# To Repair or Replace...



## irukandji (Sep 23, 2010)

Hey all,

I hope this is in the right part of this forum and apologize if it is.

I've had a decent system in my ride for a while but when my cars transmission went down I let it sit in a garage for about a year. When I finally got the cars tranny fixed, I noticed that the sound system had some serious problems.

It sounded as if my speakers weren't playing as they did before. I checked them all and sure enough, no sound coming from three of the four cabin speakers. (mb quart PME 160) I checked the cabling, connections etc... all good, and then the amp. . .

I found that the JL 300/4 was not producing the sound... Bad amp...

So at this stage I decided to rebuild the sound system especially since I was putting in a new carpet and doing some more insulation.

I went and got a Kenwood KDCx994 HU, 2farad cap and jl dual amp install kit, then bought a bigger jl amp from a friend to replace the blown one I have. 

My amps are a jl 450/4 and an alpine 1:600 and am building a 2 tiered wooden rack near the opening between the seats and trunk so I'll maintain the use of a spare tire and have easy access to the wiring etc. The amps on the bottom tier and crossovers etc on top.

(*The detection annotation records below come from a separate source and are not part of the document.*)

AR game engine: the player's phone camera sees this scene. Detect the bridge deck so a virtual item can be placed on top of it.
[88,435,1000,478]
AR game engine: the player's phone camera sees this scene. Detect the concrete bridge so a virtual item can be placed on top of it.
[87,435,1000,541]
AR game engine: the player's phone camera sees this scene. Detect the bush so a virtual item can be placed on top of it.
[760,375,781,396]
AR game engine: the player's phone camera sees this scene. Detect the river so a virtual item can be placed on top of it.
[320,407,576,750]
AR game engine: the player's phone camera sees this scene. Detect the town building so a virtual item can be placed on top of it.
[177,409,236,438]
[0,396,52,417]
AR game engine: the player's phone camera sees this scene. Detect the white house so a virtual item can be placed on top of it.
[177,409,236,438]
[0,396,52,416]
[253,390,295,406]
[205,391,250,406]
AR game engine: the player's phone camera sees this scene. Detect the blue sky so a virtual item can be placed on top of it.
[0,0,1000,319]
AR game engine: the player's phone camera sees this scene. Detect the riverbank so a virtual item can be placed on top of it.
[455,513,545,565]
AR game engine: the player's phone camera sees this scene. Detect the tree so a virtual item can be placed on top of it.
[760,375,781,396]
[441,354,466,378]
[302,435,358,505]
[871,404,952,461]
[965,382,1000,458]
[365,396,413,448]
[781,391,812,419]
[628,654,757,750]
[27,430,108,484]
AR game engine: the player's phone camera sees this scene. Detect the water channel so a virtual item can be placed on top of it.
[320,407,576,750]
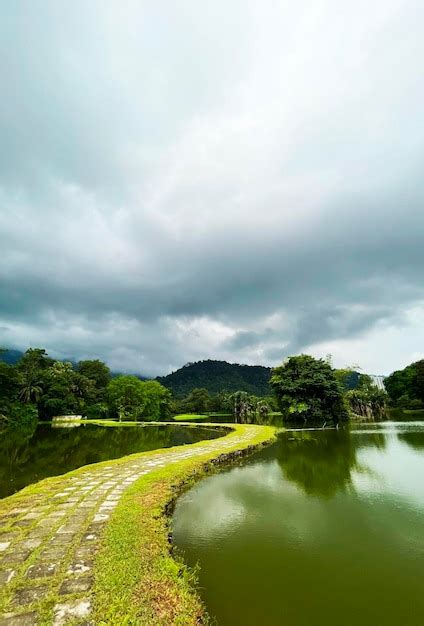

The cap will sit nicely on the side.

For the sub(s) I was running a nice set of audiopipe dual 12 and they did drop pretty good, but I always wanted a tighter feel to the bass. So I sold them and am looking into what sub to buy... Was thinking JL audio, but after reading the posts on here am wondering if buying a sub from one of the members of vendors wouldn't be a better bargain and support the local guy too.

The sub, if all goes according to plan, will reside in a fiberglass box molded into the drivers side trunk space. ( from what I've read, packing peanuts can help measure volume)


I was intending to keep my cabin speakers but after I removed the deck lid to do more insulating and grill from the speaker I saw that the speaker is extended almost to its limit. Also the tweeter seems to be stuck in place too, but functional.

Now I understand this is caused by over powering the system, but I set my amps according to JL spec sheets and never had any issues with blowing equipment before. 

If this speaker worth repairing or should I go get another pair for the rear deck? 

If it is worth repairing, is there someone in South Florida on this forum who'd be interested in fixing it up, for a fee of course? 

If not what would provide good imaging when coupled with my other set of MB Quart PME 160's in the front doors?

Thanks for any help


----------